見出し画像

日曜日のnote:街コンへ参加した日の話

この日曜日のnoteでは、Aセクシャルな私の悩み・経験・過程等、様々な支えと共に今、そしてこれからのことを記録していきます。同じ悩みを抱える人の目に偶然止まった時、どこか楽な気持ちになれますように、そして読んだことをすぐに忘れられるくらい優しい日常になりますように心を込めて。


===

いつだったか記憶も曖昧になってしまうほど前のことだけれども、一度だけ街コンに参加した事がある。高校の友人に誘われた当時セクシャルに不安を感じ始めていた私は「新しい人との出会い」を目的とし、都内のお洒落隠れ家的バーでの機会に応募して、明らかに受けの良さそうな柔らかいワンピースと履きなれていないヒールを履いて行った。街コンが始まる前の私は、ようやくドラマのような幸せなビジョンへ私も足を踏み込む事が出来るのだと、高揚していたにも関わらず、帰る時には絶望していた。

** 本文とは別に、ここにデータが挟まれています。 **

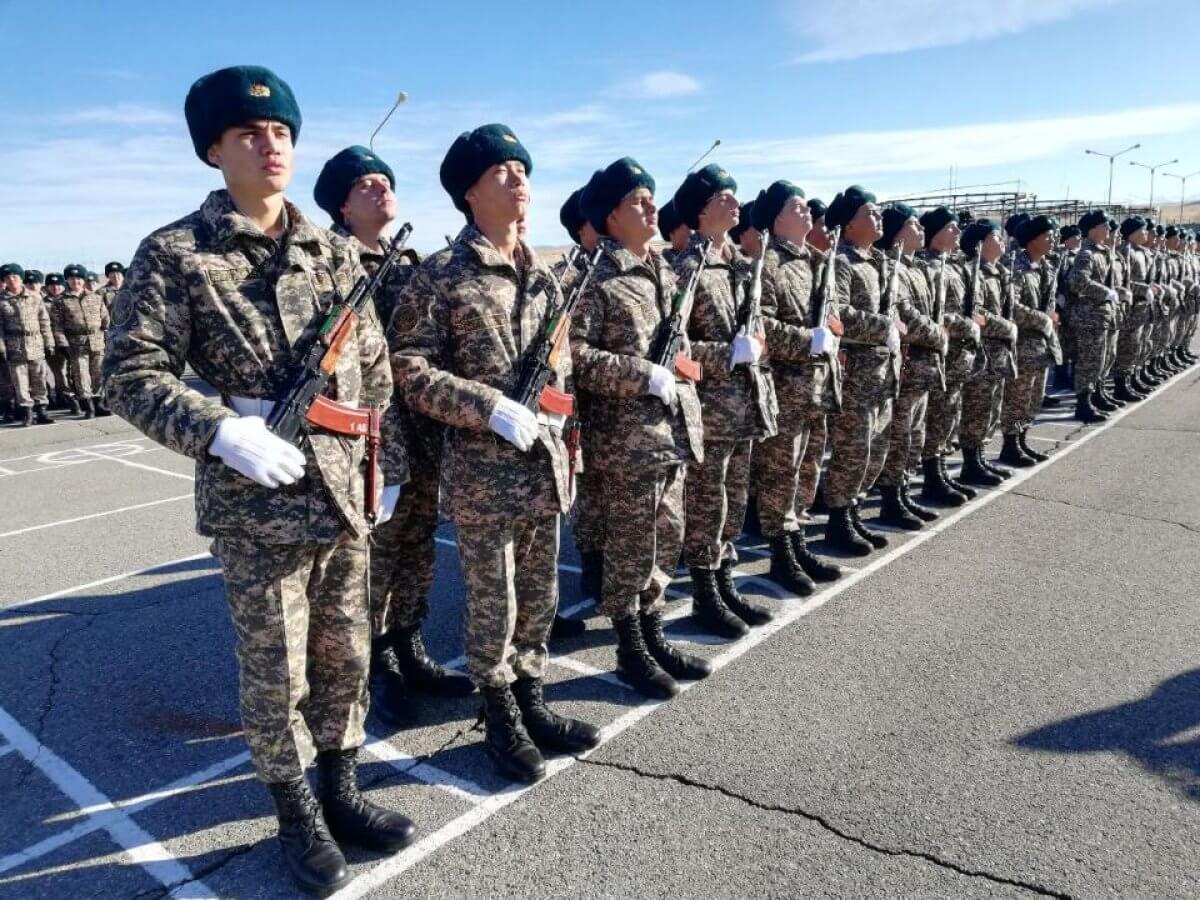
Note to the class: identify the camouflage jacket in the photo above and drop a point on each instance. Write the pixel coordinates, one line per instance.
(25, 327)
(215, 292)
(727, 397)
(79, 322)
(802, 381)
(461, 328)
(612, 331)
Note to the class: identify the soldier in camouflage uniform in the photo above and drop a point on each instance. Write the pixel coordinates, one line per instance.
(234, 289)
(921, 373)
(461, 329)
(357, 189)
(25, 330)
(79, 321)
(737, 396)
(646, 425)
(871, 345)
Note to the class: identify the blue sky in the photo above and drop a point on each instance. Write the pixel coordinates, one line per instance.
(886, 93)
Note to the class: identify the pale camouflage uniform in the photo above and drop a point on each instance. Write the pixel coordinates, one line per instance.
(79, 322)
(214, 292)
(859, 432)
(718, 486)
(459, 334)
(640, 445)
(25, 327)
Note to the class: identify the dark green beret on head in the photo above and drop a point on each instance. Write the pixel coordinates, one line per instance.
(235, 95)
(975, 234)
(771, 203)
(610, 186)
(699, 189)
(473, 153)
(1032, 228)
(341, 172)
(1090, 220)
(669, 220)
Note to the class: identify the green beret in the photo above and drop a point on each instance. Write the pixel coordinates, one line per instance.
(235, 95)
(340, 173)
(669, 220)
(894, 216)
(609, 187)
(975, 234)
(699, 189)
(771, 203)
(1033, 228)
(935, 220)
(473, 153)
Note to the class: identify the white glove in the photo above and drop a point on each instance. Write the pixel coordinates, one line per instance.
(388, 499)
(745, 349)
(246, 445)
(515, 424)
(663, 384)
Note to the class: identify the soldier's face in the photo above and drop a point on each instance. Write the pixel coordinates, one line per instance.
(370, 202)
(255, 157)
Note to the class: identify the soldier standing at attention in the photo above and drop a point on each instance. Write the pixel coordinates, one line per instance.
(466, 321)
(646, 425)
(287, 522)
(357, 189)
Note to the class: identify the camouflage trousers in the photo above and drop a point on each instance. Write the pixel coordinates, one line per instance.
(981, 411)
(906, 436)
(402, 556)
(859, 442)
(641, 549)
(715, 503)
(1091, 345)
(85, 372)
(304, 646)
(510, 567)
(28, 383)
(1023, 400)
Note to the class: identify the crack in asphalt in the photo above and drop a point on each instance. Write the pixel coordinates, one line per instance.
(826, 825)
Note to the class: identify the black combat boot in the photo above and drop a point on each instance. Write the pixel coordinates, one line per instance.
(973, 473)
(750, 613)
(815, 567)
(390, 700)
(313, 858)
(709, 610)
(923, 513)
(935, 489)
(1085, 412)
(551, 732)
(894, 513)
(635, 665)
(1023, 438)
(421, 672)
(785, 568)
(856, 521)
(841, 534)
(679, 665)
(508, 743)
(352, 817)
(1014, 454)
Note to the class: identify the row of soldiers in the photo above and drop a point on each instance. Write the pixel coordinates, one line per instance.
(52, 341)
(690, 373)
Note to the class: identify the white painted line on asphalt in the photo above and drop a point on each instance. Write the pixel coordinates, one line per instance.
(137, 844)
(96, 515)
(390, 868)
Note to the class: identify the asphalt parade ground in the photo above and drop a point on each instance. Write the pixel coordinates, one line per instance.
(1003, 705)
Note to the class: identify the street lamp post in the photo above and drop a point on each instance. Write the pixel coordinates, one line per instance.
(1111, 159)
(1152, 171)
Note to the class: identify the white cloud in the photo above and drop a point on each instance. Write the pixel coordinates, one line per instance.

街コンは正直な感想をいうと退屈だった。話をしていて楽しいと思う瞬間は最初だけで、暫く経つと聞かれる質問が同じだと言うことにすぐに気がつく。

「どこに住んでるの?」「彼氏は?」「仕事は?」「どんな人がタイプ?」「結婚願望ある?」

これは純粋に出会いを求める人達には当然なやりとりなのかもしれないけれど、私にとっては「タイプ」や「結婚」に関して答える事が難しく、曖昧に返すと「クールだね」「ミステリアス」と勝手に煽てられることに疲れてしまったのだ。はっきりいうとS気質と盛り上がられても困ってしまう。「あぁ、場違いなところに来てしまった」と理解し時間が早く過ぎ去れと願いながら、誰とも連絡先を交換することなく帰宅したのだ。


===

高望みをしてしまった自分への罰のようにすら感じた。ちょっと足を伸ばせば普通の幸せを掴むことなんて難儀ではないという少しの期待が打ち砕かれた日だった。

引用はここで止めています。